Certo, non è banale. Quell’elettorato che ancora vota Pd perché lo crede collocato nel centrosinistra che fu farà fatica a crederci finché poi banalmente non si troverà davanti alla realtà dei fatti, e il Pd non farà certo una campagna-verità, anzi chiederà il voto utile per fermare i populisti: del resto girava un meme con Salvini che dice “entro sei mesi sarò io, l’argine contro il populismo”: a quanto pare profetico.
I “populisti”, intanto, grideranno al colpo di mano e purtroppo lo faranno con ragione, e per questo prenderanno il voto di molti elettori assolutamente schifati ed esasperati che normalmente non li avrebbero considerati. Altro capolavoro.
Infine, nel 2018 scadranno le ultime amministrazioni elette con lo schema precedente, quello limpidamente ulivista, insomma con il centrosinistra classico. Non poche si sono nel frattempo adeguate ai tempi, cambiando maggioranze e allargandosi nella stessa direzione in cui l’ha fatto il Pd nel governo nazionale: a destra.
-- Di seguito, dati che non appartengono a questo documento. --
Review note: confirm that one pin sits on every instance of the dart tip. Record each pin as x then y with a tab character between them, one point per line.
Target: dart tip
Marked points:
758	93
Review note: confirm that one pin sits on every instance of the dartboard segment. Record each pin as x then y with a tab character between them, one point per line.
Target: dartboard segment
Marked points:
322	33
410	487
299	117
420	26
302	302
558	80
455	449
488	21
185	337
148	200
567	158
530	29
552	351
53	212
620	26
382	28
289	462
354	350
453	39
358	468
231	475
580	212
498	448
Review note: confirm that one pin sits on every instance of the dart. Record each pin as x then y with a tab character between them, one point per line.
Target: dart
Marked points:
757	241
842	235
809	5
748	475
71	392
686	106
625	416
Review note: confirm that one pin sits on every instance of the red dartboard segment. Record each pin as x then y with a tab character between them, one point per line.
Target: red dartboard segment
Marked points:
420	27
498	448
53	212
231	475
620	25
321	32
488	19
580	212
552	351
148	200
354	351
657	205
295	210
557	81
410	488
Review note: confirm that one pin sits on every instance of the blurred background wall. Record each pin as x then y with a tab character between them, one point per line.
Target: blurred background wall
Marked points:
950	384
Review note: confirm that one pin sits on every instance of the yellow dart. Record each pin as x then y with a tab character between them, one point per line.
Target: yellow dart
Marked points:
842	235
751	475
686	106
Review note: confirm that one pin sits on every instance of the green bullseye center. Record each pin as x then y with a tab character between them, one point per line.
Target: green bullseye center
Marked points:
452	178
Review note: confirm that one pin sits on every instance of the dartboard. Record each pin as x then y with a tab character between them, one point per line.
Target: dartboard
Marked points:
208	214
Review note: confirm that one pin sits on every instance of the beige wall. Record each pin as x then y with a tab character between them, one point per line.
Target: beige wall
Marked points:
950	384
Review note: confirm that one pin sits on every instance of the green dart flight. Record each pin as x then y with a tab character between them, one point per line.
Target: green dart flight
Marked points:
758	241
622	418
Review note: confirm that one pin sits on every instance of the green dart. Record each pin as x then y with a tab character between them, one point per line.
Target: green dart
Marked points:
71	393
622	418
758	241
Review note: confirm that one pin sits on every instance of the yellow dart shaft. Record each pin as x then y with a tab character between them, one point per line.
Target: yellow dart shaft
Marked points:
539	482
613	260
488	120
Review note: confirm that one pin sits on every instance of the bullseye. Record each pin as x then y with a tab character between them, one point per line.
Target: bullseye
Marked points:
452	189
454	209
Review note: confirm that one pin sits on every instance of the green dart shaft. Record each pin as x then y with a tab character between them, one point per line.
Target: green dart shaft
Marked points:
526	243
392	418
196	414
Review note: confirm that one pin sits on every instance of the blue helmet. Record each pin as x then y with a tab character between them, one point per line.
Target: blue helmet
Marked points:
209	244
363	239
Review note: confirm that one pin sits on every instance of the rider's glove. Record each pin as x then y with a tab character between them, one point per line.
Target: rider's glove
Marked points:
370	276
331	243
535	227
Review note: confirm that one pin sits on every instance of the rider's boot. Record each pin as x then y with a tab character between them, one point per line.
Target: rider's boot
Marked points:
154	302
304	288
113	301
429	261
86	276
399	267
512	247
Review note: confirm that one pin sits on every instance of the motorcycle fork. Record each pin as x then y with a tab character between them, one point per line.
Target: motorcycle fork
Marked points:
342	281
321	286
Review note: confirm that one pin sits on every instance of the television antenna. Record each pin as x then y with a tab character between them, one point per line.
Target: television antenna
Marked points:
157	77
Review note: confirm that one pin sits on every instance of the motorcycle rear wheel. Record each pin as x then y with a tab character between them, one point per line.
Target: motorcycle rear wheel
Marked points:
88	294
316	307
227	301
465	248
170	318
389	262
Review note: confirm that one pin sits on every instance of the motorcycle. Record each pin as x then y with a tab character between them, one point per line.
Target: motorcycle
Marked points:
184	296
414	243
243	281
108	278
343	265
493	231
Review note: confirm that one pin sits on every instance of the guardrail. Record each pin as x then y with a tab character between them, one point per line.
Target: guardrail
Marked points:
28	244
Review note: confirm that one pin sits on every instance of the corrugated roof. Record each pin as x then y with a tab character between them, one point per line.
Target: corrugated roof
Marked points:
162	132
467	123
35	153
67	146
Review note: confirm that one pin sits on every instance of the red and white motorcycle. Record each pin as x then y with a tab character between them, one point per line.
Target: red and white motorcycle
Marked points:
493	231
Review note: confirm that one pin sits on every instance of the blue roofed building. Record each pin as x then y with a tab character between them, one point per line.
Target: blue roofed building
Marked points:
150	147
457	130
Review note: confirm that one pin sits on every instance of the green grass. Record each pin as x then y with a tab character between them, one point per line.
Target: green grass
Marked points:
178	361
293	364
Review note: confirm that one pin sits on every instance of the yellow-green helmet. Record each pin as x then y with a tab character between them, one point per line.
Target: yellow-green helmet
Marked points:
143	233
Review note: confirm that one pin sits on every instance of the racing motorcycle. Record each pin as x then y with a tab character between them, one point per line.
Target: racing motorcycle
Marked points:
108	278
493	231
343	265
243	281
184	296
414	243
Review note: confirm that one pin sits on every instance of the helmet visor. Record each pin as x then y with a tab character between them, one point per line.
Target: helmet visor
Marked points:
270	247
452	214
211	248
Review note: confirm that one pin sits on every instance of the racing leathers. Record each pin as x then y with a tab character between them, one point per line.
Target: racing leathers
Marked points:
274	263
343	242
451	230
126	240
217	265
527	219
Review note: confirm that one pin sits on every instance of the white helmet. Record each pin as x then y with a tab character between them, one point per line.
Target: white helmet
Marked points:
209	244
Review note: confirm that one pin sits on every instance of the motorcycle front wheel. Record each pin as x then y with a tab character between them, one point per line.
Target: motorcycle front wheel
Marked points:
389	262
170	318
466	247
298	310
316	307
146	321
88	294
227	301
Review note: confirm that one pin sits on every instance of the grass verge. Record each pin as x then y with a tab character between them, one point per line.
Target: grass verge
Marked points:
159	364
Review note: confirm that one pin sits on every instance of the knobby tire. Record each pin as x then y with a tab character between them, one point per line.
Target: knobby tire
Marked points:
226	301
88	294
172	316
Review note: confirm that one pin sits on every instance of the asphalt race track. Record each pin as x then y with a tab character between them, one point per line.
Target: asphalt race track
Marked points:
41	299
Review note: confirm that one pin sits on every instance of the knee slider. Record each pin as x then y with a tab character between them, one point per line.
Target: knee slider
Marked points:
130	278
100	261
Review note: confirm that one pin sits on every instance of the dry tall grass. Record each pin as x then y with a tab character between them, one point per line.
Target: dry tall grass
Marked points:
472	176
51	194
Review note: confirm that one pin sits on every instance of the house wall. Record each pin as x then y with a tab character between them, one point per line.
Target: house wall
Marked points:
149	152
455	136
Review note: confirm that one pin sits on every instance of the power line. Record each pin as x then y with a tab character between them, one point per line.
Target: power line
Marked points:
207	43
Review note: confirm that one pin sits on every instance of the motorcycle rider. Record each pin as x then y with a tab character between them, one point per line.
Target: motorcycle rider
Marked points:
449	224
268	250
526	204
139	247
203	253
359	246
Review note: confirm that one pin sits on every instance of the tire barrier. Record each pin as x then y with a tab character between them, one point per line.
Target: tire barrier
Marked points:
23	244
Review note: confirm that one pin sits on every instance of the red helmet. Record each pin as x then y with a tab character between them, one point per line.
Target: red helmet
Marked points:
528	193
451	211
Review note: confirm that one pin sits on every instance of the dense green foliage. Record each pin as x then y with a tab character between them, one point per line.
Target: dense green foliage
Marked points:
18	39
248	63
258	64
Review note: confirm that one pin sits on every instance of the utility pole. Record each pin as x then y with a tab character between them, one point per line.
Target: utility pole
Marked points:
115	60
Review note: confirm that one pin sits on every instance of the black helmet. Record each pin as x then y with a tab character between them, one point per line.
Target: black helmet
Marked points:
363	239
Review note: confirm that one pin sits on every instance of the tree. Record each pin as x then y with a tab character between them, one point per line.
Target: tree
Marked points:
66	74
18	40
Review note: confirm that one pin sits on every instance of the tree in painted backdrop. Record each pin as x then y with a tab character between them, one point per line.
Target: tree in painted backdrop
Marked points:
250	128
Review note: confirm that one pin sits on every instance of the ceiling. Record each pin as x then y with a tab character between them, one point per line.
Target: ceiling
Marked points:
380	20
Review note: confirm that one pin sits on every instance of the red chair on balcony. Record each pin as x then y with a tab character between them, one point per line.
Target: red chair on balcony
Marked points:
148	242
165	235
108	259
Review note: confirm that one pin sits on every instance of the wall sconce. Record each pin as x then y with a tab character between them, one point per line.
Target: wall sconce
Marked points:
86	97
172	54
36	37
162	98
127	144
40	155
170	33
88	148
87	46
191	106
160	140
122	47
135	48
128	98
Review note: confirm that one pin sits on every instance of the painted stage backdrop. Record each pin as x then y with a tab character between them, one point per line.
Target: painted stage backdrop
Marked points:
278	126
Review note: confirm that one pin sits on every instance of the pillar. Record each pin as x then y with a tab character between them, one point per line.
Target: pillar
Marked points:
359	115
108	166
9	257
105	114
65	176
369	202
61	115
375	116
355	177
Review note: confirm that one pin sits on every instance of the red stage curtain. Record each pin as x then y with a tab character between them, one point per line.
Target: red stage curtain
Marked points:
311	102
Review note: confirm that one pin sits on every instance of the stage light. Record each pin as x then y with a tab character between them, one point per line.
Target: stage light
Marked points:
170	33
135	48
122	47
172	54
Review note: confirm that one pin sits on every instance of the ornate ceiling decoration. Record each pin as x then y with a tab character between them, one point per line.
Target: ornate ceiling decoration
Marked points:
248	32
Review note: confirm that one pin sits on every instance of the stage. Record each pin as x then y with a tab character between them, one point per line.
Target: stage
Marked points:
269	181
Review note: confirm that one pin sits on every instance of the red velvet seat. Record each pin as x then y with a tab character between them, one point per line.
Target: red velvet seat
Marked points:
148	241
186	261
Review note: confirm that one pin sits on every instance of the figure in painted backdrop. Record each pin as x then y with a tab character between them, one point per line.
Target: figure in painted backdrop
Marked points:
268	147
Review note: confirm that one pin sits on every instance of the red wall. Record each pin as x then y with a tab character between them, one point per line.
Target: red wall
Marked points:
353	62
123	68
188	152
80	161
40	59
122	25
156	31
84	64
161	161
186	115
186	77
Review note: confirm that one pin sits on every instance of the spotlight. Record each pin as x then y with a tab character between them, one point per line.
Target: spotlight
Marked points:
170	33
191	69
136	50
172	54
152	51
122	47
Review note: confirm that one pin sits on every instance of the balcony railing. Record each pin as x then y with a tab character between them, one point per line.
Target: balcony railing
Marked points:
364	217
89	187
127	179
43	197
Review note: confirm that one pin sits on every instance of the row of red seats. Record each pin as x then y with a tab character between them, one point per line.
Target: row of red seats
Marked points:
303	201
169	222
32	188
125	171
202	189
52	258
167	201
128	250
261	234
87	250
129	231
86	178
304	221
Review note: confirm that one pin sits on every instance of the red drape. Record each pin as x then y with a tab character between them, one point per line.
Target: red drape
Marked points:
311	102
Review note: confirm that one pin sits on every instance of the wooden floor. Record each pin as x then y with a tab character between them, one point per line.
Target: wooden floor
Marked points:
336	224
Come faranno, quelle che hanno resistito al trend, a ripresentarsi per un secondo mandato senza tenere presente l’ulteriore cambiamento nello schema generale? Come farà, chi oggi sui territori amministra da dentro il Pd attuando quelle che dopotutto sono ancora buone pratiche sull’accoglienza, i diritti, i servizi pubblici, sforzandosi il più possibile di ignorare ciò che è avvenuto nel proprio partito al Governo del Paese in questi anni? Difficile dirlo, la storia recente insegna che si può arrivare a ignorare contraddizioni molto grandi, oppure ci si può adeguare fingendo che in fondo sia tutto normale.
Noi abbiamo scelto di non adeguarci, lo abbiamo fatto da tempo e certamente alle prossime elezioni staremo da un’altra parte, con una proposta diversa per la Sinistra e per la Repubblica, sperando fino all’ultimo che altri si uniscano per fare la stessa cosa. Senza augurarci che non sia troppo tardi, perché sicuramente è già tardissimo.